If you work in theater and film, you notice that theater explores much more dangerous subjects. When you go to a script meeting in a theater, they’ll say, “Well, can you take it a bit further?” Whereas when you go to a script meeting in film, they say, “Well, can you pull it back a bit?”

One of the most affecting things about Jindabyne is its sense of how people can sometimes justify the most reprehensible behavior to themselves, how they can rationalize things in the name of moving on with their lives.

That was the initial thing that attracted me to the story. Going back to Carver, I remember listening to an audio interview where he said that he could write a story about the smallest thing. He was on a plane once and, as the plane was landing, he looked down the aisle and he just saw this man’s hand, and the man took his wedding ring off and put it in his pocket. And Carver said, “That’s all I need.” He also used to talk a lot about Chekhov, who was a master at throwing up questions that there were no answers for, and so you ended up working them out for yourself, within your own life. I do believe that intellectual engagement is an entertainment. If you read a great novel that’s challenging and difficult, when you get through it you’re that much better for it, because you’ve put the time in. But now we want everything instantly, and again, that’s the ?difficulty of making an independent film. Somebody said to me of Jindabyne: “This is not a McMovie. You have to chew it.”

It’s one of the cardinal rules of filmmaking not to make a movie on open water. I gather that this was not an easy shoot from a physical perspective.

I love those sort of difficulties. I don’t like sets. When we were shooting Lantana, one night somebody threw a small refrigerator out the window of an apartment block into the street where we were filming — at us, because we were annoying them. Shooting in the Snowy Mountains, on Jindabyne, was equally difficult. The river — somebody could have snapped his or her ankle. There were a lot of snakes. There were a lot of precarious places we had to get gear into. But all that actually contributes to the film, in the sense that it stops the actors from thinking about who they are.

The sense of the natural landscape in the film — and the sense of connection between people and their surroundings — is very powerful.

After doing Lantana, I did want to get out into the landscape. Just as cities can be used as characters, the landscape can be a character too, and I like the idea of that. When I was down there in the Snowy Mountains, the landscape is so overwhelming, even for an Australian, that I was continually concerned about whether I would be able to capture it. Some places are so beautiful that their beauty can get in the way of the meaning of the place. So you have to find the spirituality of wherever you are, whether it’s the city or the country. You know, in Aboriginal culture, the highest point in the landscape is the most significant. So we were filming at the highest point in the whole country, and it’s an area that [the Aboriginals] have been dispossessed from, and one of the reasons that we had so much help from the different communities there was that they all wanted people to understand that. It’s a very important place for them, as it is for the white people, and there you have the conflict.

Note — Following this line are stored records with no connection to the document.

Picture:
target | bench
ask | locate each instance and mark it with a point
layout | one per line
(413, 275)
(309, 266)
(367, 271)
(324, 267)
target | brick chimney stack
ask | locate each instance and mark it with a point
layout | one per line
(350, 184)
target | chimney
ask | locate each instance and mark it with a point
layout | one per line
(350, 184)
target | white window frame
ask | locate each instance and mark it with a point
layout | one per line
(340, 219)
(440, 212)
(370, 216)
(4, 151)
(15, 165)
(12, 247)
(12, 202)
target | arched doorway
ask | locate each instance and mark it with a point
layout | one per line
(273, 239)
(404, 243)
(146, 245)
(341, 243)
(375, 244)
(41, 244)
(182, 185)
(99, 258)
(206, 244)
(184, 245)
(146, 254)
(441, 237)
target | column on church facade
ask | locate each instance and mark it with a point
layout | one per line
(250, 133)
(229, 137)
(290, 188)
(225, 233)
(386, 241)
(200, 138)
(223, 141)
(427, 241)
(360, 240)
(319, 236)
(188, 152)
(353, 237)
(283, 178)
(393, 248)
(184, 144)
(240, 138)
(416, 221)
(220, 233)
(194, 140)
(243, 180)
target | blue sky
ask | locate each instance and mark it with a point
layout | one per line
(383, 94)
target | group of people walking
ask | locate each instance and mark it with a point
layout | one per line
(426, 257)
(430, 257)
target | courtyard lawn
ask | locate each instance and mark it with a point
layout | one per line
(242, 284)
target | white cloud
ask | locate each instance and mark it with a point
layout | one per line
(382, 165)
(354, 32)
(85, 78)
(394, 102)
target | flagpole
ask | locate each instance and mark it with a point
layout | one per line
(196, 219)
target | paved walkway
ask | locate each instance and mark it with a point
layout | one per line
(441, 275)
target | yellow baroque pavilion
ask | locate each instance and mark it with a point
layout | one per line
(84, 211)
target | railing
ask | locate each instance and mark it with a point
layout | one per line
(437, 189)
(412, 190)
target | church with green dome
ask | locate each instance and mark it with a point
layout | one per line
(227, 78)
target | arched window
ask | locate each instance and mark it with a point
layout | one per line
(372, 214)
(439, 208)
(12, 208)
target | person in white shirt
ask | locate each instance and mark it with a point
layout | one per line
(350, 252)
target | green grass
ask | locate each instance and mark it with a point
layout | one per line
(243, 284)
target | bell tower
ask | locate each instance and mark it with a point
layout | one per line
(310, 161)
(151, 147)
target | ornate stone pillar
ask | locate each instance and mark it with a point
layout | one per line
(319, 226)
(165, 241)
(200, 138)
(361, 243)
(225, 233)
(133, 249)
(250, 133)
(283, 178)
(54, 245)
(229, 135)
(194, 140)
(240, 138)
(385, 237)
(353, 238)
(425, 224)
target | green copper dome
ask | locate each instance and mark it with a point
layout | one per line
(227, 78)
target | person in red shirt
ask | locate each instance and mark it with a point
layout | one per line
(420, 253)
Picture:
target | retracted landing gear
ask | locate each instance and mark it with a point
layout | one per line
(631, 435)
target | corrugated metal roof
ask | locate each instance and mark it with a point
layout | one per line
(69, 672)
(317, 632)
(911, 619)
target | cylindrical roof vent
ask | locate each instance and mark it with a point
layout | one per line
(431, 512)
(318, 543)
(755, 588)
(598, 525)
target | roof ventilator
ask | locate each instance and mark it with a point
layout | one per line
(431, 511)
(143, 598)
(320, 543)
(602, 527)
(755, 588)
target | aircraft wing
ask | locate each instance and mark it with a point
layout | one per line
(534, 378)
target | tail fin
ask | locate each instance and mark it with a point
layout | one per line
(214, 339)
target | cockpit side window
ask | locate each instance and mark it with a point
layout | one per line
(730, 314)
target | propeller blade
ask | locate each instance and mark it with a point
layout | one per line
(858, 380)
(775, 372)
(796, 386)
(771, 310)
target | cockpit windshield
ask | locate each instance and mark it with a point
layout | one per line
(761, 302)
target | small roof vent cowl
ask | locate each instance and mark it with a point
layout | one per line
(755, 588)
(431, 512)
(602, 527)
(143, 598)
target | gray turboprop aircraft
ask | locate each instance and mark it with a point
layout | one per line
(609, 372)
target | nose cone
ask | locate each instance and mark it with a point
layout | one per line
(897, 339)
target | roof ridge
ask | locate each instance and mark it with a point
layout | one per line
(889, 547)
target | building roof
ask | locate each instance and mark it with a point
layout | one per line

What do you hope to achieve through your films?

An old woman — she was a painter — said to me once that art is nothing more than something that you see that you have to share. It’s like going for a walk with your wife, along the beach — which I do — and pointing to something that’s really beautiful and saying, “Look at that.” For me, it’s that simple: I see something, and there’s a story there, and it’s only because I am interested in it that I need to go put myself through a ridiculous amount of stress and aggravation to get to a point where I’ve got 400 or 500 strangers sitting in a cinema on the other side of the world, looking at it in wonder and sharing it. It’s that simple, and it’s that complicated.